La Contessa schiava (parte 4)
di
Kugher
genere
sadomaso
Non ci fu bisogno di darle un’altra frustata e questo dispiacque ad entrambi i contadini che, evidentemente, ci avevano preso gusto.
Avevano preso qualche frustata dal Padrone anni addietro. Loro mai avevano provato ad alzare la frusta su altro essere umano.
Era molto eccitante la cosa. Il cazzo di François era duro ed anche Annette si sentiva bagnata e sconvolta alla bocca dello stomaco.
La fecero uscire in cortile. Faceva caldo ed Eloise si sentiva la pelle scottata dal sole, conscia che era più un effetto dell’eccitazione e, sicuramente, anche dal fatto di essere nuda davanti ad altre persone. Solitamente la nudità era riservata alle serve ed ai suoi amanti, oltre che a sé stessa quando, allo specchio, ammirava la sua bellezza.
Essere letteralmente gettata all’aperto era una sensazione fortissima che le amplificava l’effetto del sole sulla pelle.
Pur sapendo che nessuno avrebbe potuto vederla, l’aria aperta e l’esposizione ad un probabile visitatore le trasmetteva sensazioni contrastanti, tra le quali anche l’eccitazione per la novità, il pericolo, anche se calcolato, l’incertezza su ciò che stava per accadere ed il potere su di sé che sentiva sempre più trasferito a quei due contadini che si erano rivelati una sorpresa.
“Non puoi permetterti di abbandonare il carro ed il cavallo. Siamo i tuoi Padroni, non i tuoi servi. Ritira”.
Eloise venne colta dal panico.
Aveva cavalcato e guidato calessi e carri, anche carrozze, sempre alla ricerca di nuove esperienze. Ma non aveva mai provveduto al rimessaggio. Per quello c’erano i servi.
“Non so come si fa”.
Lei stessa si stupì della sua voce rotta, quasi in colpa per non essere in grado di eseguire l’ordine.
Il frustino la colpì sulla schiena e la fece cadere a terra, nuda, nella polvere del cortile.
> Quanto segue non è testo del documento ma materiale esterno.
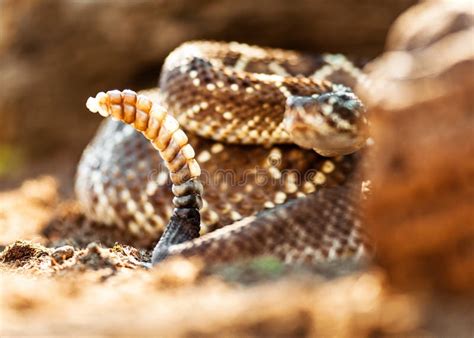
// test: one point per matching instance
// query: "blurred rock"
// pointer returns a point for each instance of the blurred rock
(421, 96)
(54, 54)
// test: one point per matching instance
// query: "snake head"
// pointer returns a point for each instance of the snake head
(332, 123)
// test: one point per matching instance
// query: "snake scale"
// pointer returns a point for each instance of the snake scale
(257, 154)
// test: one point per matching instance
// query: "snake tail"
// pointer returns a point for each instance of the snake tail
(165, 134)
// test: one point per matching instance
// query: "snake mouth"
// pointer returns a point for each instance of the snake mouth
(332, 124)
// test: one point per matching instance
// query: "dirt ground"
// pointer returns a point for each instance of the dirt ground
(62, 276)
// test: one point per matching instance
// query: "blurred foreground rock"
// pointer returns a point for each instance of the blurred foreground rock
(422, 105)
(54, 54)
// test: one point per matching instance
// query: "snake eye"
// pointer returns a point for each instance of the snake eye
(332, 123)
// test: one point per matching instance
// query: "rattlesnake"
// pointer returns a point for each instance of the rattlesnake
(243, 109)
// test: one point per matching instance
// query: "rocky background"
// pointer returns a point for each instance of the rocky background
(420, 215)
(54, 54)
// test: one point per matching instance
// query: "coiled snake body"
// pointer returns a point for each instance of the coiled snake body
(255, 123)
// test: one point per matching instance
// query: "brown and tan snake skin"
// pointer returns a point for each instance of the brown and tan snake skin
(238, 119)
La scarpa dell’uomo posata sul viso la schiacciava sulla terra ruvida e le faceva male, eppure continuava a schiacciare, non solo la sua faccia ma anche il suo orgoglio, lasciando spazio all’umiliazione che tanto la eccitava.
Le facevano male i sassi sotto una guancia ed il tacco della scarpa sull’altra.
“Impari, cagna”.
Aveva sentito appena cosa avesse detto. L’offesa invece era stata compresa benissimo e anch’essa la gettava ancor più nella terra.
“Alzati e porta il calesse sotto il portico”.
Dovette poi imparare a liberare il cavallo dall'imbracatura e portarlo nella stalla, luogo nel quale lei non era mai stata nemmeno quando era vestita. Ora doveva entrarci nuda e l’odore del locale sembrava che le volesse attaccarsi alla sua pelle.
L’esitazione le costò un altro colpo di frustino. A quell’uomo piaceva la schiena e sempre lì cercava di colpire. Se la immaginava arrossata al pari della sua anima.
“Sistema il cavallo e dagli da mangiare”.
Le venne istintivo, visto quanto accaduto poco prima, di chiedere come si facesse, ma aveva paura della forza dominante dell’uomo.
Trovava comunque la situazione eccitante e forte e decise di convincere il Padrone della sua sottomissione dettata, non se lo negò, dalla paura che il contadino le infondeva, cosa che non avrebbe mai pensato e che la lasciò con il tremore alla bocca dello stomaco.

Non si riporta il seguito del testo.